Almost exactly 20 years ago, John F. Kennedy Jr.‘s plane crashed into the Atlantic Ocean just off the coast of Martha’s Vineyard in Massachusetts — killing him, wife Carolyn Bessette Kennedy and her sister, Lauren Bessette.

An unbearable loss of three lives.

Two decades later, a new, in-depth biography, America’s Reluctant Prince, by historian Steven M. Gillon, excerpted in this week’s PEOPLE, examines 38-year-old John’s life and the events surrounding the fatal plane crash amid impenetrable weather conditions.

Gillon met John at Brown University in 1981 when he was John’s teaching assistant. The two became friends, based on their mutual love of history and racquetball, which they often played together.

As he pieces together John’s final hours, Gillon describes in his book how on the afternoon of July 16, 1999, John checked the weather before he left the office for the airport in Essex, New Jersey, where he kept his plane.

The forecast indicated clear skies, which “was crucial since he was flying under visual flight rules rather than relying on instruments,” Gillon writes. (John had only completed half of the lessons in his instrument training course at that time.)

But the weather deteriorated between when John left the office and when he arrived at the airport. After his plane took off at 8:38 p.m., he was heading into a thick fog.

Shortly after 9:40 p.m., John became disoriented and his plane entered a downward spiral.

“He should not have gone up that night,” Gillon tells PEOPLE. “At the first sign of danger, he should have done what a lot of pilots did that night and flew inland, away from the ocean, spend the night somewhere and then pick up the next morning.”

 

Members of the Kennedy and Bessette families embrace at the stern of the Coast Guard ship Sanibel as they prepare to travel to the U.S.S. Briscoe on July 22, 1999, for the burial at sea of John F. Kennedy Jr., Carolyn Bessette Kennedy and Lauren Bessette's ashes

“It was [John’s] poor judgment that led to his death and the death of his wife and his sister-in-law, and there’s no way around that. John bears the responsibility of his recklessness that night and John alone,” Gillon says. “That is not easy for me to say, but when I wrote this book I decided my responsibilities as a historian superseded my responsibilities as a friend. The historical truth is what it is.”

As part of his research, Gillon explored the multiple traumas that John survived in his young life and interviewed a psychologist at Columbia University who specialized in trauma.
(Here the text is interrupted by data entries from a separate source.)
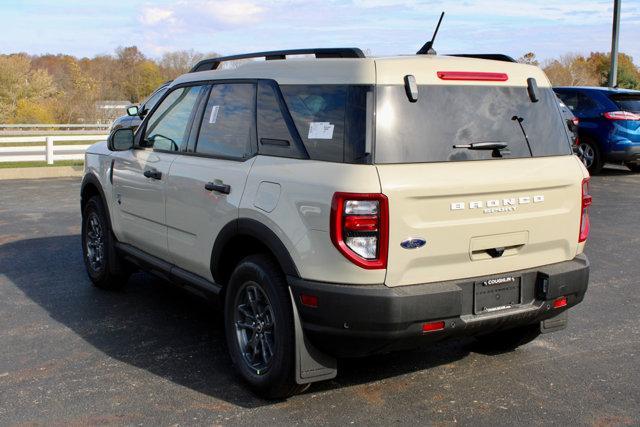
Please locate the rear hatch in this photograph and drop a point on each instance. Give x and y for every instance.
(481, 212)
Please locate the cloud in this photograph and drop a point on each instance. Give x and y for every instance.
(233, 12)
(155, 15)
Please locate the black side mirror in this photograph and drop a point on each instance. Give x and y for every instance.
(133, 110)
(121, 140)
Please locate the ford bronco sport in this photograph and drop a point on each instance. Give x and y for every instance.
(341, 206)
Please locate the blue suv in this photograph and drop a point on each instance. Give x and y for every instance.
(609, 127)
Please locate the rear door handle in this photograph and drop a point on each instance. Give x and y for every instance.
(220, 188)
(152, 173)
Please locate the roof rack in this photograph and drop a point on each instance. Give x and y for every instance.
(341, 52)
(492, 56)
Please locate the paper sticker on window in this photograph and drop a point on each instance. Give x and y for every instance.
(320, 130)
(214, 114)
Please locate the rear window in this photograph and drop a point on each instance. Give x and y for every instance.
(446, 115)
(627, 102)
(331, 120)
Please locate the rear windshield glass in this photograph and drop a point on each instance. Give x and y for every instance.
(626, 102)
(444, 116)
(331, 120)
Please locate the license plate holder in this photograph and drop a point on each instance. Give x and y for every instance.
(497, 294)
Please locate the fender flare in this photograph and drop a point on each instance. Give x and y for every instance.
(92, 179)
(253, 228)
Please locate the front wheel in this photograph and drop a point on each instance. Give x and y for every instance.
(634, 167)
(259, 327)
(589, 153)
(105, 269)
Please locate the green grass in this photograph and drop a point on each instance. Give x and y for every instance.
(41, 164)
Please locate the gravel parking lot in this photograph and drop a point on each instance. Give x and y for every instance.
(153, 355)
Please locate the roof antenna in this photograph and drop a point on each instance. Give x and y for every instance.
(427, 49)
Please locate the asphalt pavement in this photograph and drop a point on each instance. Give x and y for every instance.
(154, 355)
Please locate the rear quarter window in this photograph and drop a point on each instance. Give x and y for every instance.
(331, 120)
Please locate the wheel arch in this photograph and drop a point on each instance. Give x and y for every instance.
(243, 237)
(91, 187)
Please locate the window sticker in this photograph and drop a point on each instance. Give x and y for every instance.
(214, 114)
(320, 130)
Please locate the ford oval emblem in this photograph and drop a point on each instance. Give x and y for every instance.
(413, 243)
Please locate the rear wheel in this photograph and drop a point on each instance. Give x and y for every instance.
(104, 267)
(589, 153)
(635, 167)
(259, 327)
(508, 340)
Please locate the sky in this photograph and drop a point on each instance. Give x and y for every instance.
(549, 28)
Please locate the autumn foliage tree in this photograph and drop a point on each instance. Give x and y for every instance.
(65, 89)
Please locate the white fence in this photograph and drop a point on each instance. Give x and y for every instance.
(49, 151)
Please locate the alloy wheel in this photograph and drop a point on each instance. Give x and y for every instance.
(587, 154)
(255, 327)
(94, 242)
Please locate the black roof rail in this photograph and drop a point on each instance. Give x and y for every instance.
(492, 56)
(340, 52)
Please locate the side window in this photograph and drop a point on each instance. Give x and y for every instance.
(570, 99)
(168, 126)
(227, 127)
(587, 106)
(153, 99)
(274, 137)
(319, 113)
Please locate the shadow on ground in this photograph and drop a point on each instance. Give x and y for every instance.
(159, 328)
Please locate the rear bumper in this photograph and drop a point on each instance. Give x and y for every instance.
(359, 320)
(625, 153)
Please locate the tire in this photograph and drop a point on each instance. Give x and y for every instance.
(590, 155)
(634, 167)
(104, 267)
(259, 327)
(507, 340)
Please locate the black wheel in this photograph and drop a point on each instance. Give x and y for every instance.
(589, 153)
(259, 327)
(104, 267)
(634, 167)
(507, 340)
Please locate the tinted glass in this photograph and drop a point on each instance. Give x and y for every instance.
(626, 102)
(444, 116)
(274, 136)
(580, 104)
(227, 127)
(331, 120)
(153, 99)
(168, 127)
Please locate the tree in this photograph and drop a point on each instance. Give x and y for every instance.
(529, 58)
(19, 82)
(628, 74)
(179, 62)
(571, 70)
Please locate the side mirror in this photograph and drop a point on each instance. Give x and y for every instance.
(132, 110)
(121, 140)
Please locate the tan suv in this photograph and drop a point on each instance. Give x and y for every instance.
(340, 206)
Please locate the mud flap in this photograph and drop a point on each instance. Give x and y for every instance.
(555, 323)
(311, 364)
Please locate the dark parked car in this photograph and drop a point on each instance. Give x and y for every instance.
(572, 124)
(609, 128)
(135, 113)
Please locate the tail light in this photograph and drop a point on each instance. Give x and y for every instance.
(360, 228)
(621, 115)
(584, 218)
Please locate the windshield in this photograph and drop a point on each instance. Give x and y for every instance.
(444, 116)
(627, 102)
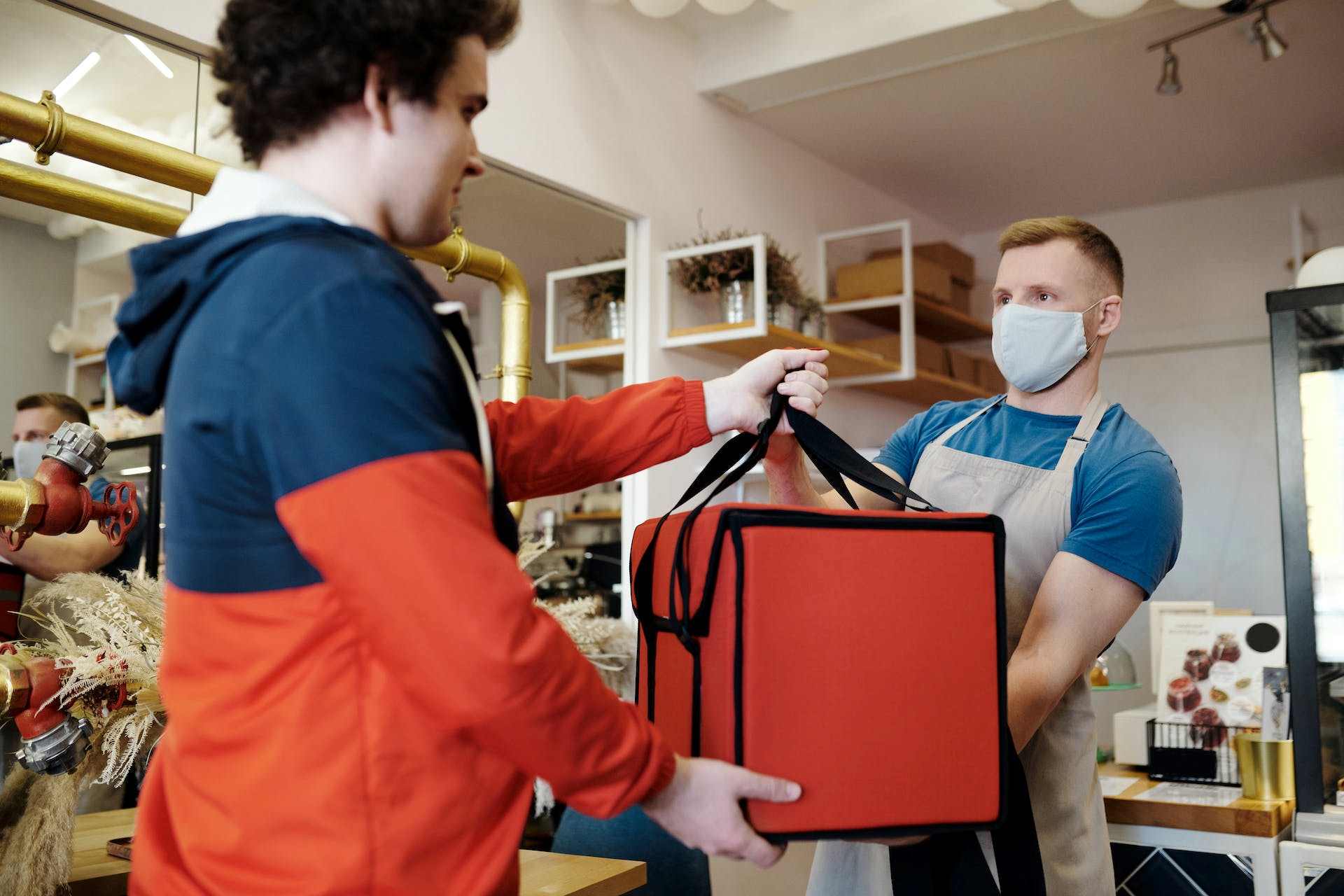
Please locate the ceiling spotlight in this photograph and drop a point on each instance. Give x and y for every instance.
(1272, 46)
(1170, 85)
(76, 76)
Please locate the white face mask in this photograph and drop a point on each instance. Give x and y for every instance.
(27, 457)
(1035, 348)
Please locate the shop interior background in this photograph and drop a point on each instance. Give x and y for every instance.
(651, 130)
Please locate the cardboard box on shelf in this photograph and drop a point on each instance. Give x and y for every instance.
(929, 355)
(964, 365)
(960, 298)
(885, 276)
(958, 264)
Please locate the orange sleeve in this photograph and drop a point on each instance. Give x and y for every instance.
(547, 447)
(440, 599)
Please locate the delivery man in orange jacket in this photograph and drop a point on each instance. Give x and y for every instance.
(360, 690)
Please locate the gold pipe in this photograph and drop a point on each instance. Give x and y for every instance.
(22, 503)
(36, 124)
(38, 187)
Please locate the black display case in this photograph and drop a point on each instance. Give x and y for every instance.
(1307, 339)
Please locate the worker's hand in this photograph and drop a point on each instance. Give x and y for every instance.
(742, 399)
(701, 809)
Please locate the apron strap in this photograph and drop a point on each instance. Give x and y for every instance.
(949, 433)
(1077, 442)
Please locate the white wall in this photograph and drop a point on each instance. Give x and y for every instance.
(1191, 363)
(36, 281)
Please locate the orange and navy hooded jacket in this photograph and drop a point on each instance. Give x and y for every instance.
(358, 684)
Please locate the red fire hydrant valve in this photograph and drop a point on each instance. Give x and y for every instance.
(55, 500)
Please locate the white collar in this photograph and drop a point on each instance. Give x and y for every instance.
(239, 195)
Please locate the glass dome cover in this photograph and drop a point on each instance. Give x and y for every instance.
(1114, 669)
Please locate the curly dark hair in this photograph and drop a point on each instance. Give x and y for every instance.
(288, 65)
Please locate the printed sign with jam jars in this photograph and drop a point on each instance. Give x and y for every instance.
(1211, 668)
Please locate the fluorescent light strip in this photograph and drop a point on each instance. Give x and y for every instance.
(151, 55)
(74, 77)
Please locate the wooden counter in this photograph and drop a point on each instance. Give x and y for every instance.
(1246, 817)
(96, 874)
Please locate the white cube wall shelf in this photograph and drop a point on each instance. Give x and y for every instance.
(905, 301)
(590, 349)
(717, 332)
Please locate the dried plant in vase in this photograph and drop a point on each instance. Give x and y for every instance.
(105, 636)
(730, 276)
(600, 298)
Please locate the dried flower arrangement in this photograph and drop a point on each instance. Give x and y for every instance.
(106, 633)
(715, 270)
(594, 292)
(606, 643)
“John experienced more death in his brief life than most people do,” Gilllon notes: his father’s assassination as the nation’s 35th president but also the killing of his uncle Robert Kennedy, among others.

 

“When you think about the trauma that John had, it’s not just his father’s assassination, it’s his uncle [RFK] who became like a father figure, and then Aristotle Onassis, who was his stepfather,” Gillon says. “The trauma is compounded by the fact that John leaves the only house he ever knew, the White House; they moved to four different homes in the year after the assassination. And then there’s the Secret Service, a constant reminder of what happened to his father and that his own life might also be in danger.”
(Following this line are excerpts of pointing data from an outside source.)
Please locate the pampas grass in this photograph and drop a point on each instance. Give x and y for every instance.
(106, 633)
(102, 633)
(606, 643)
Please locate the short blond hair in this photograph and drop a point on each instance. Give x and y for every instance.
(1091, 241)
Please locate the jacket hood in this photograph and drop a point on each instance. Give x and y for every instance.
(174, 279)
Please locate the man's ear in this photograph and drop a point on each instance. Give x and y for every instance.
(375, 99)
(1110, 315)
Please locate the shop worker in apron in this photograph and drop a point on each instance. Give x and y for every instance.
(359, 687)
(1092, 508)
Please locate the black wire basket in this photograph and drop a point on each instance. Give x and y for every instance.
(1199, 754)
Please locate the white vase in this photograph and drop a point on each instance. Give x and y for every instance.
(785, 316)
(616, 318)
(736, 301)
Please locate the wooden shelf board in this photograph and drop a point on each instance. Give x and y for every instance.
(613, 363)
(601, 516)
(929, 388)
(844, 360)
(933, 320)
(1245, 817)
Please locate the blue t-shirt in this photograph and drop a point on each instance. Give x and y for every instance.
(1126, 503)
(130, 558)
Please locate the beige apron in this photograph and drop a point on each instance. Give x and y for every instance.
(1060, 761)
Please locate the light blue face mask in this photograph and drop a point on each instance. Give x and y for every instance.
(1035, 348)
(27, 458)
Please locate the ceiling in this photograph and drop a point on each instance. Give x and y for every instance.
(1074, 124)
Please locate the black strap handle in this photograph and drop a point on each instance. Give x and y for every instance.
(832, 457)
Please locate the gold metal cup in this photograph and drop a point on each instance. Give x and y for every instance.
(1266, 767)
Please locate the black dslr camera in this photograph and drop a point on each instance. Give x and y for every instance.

In speaking to the psychologist, Gillon hoped to understand how it may have affected John.

“What I learned was that one of the ways people respond to that type of trauma is to seek out danger,” he says. “Because they realize life can be snuffed out at any minute, they want to live life to the fullest. At the same time, they’re drawn to danger and the possibility of further trauma.”

From left: John F. Kennedy Jr. and Carolyn Bessette Kennedy
From left: John F. Kennedy Jr. and Carolyn Bessette Kennedy
JUSTIN IDE/GETTY

John, according to GIllon, “had escaped death and danger so many times. … I think John just always believed something was going to save him, but it just didn’t that night.”
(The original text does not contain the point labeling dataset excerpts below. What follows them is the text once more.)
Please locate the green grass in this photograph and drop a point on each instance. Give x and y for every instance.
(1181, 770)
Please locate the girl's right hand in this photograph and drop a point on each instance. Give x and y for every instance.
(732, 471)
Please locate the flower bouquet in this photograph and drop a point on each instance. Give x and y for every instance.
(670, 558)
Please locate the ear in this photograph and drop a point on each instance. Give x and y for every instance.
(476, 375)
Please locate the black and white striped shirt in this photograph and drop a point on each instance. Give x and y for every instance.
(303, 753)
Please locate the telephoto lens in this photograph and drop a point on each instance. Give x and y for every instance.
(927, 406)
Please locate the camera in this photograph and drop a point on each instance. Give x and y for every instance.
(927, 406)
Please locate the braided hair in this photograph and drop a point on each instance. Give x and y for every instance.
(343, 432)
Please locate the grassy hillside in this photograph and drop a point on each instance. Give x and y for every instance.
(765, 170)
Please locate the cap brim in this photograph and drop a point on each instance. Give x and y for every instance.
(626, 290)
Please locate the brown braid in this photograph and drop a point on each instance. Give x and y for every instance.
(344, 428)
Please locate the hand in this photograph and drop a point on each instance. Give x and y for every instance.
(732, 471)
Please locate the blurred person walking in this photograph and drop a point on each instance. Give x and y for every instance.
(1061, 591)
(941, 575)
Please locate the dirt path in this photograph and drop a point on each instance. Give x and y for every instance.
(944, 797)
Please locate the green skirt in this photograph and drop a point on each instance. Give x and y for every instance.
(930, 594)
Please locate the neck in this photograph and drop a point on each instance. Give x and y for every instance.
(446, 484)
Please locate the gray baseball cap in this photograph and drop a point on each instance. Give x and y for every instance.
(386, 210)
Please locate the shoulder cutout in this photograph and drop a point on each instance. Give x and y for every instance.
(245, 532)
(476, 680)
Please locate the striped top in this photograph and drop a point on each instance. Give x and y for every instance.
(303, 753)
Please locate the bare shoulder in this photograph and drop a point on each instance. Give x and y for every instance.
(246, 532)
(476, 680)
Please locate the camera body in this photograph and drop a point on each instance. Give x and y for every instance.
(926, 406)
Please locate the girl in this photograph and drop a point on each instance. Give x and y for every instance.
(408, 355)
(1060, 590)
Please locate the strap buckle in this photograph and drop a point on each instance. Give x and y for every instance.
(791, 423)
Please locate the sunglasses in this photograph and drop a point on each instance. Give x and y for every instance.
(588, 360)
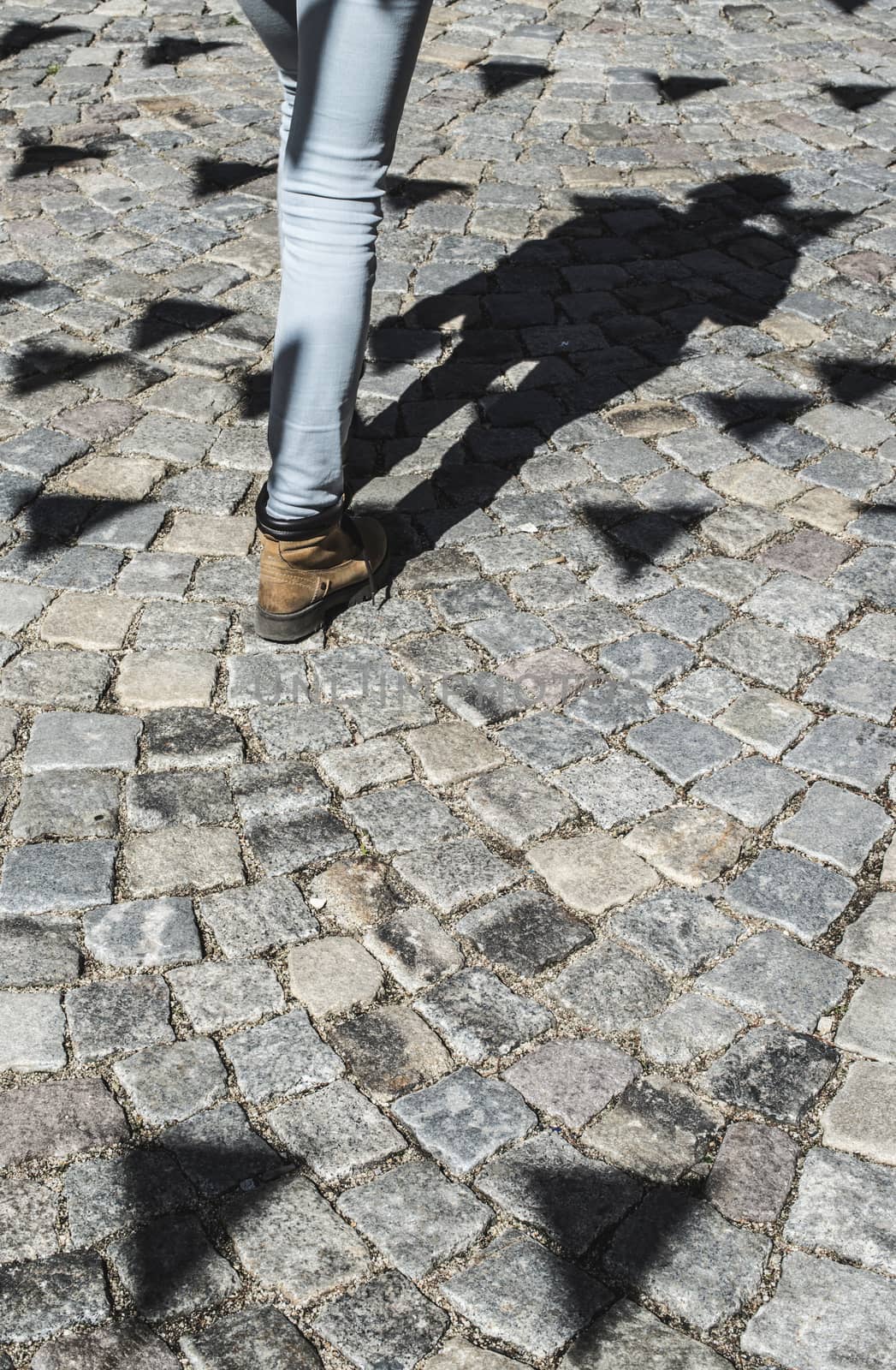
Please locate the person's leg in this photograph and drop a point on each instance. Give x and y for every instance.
(355, 59)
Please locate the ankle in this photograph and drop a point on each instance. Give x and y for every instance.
(287, 531)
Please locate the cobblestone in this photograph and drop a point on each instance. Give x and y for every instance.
(417, 1217)
(686, 1257)
(626, 413)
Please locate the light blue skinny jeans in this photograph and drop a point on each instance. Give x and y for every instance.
(344, 68)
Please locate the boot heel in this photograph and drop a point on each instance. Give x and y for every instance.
(289, 628)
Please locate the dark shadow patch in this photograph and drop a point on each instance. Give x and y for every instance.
(255, 394)
(654, 277)
(21, 36)
(501, 74)
(45, 157)
(857, 96)
(210, 177)
(170, 51)
(406, 194)
(683, 88)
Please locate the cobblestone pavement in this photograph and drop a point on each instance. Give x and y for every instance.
(507, 973)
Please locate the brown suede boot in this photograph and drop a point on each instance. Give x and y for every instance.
(306, 577)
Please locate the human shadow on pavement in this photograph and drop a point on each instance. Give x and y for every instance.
(24, 34)
(184, 1210)
(635, 280)
(683, 88)
(45, 157)
(169, 51)
(857, 96)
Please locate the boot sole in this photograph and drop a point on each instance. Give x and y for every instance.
(292, 628)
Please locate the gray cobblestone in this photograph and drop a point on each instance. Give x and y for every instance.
(417, 1217)
(463, 1118)
(273, 1340)
(628, 418)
Gillon stresses the purpose was not to psychoanalyze John but to better understand him.

“It’s just one possibility among many,” he says.

 

Now that so much time has passed, Gillons hopes his book will bring new understanding to John’s complex life.

“He will always be remembered for the promise that went unfulfilled,” says Gillon.

John, he says, should “be remembered for who he was: a complicated and an extraordinarily decent human being.”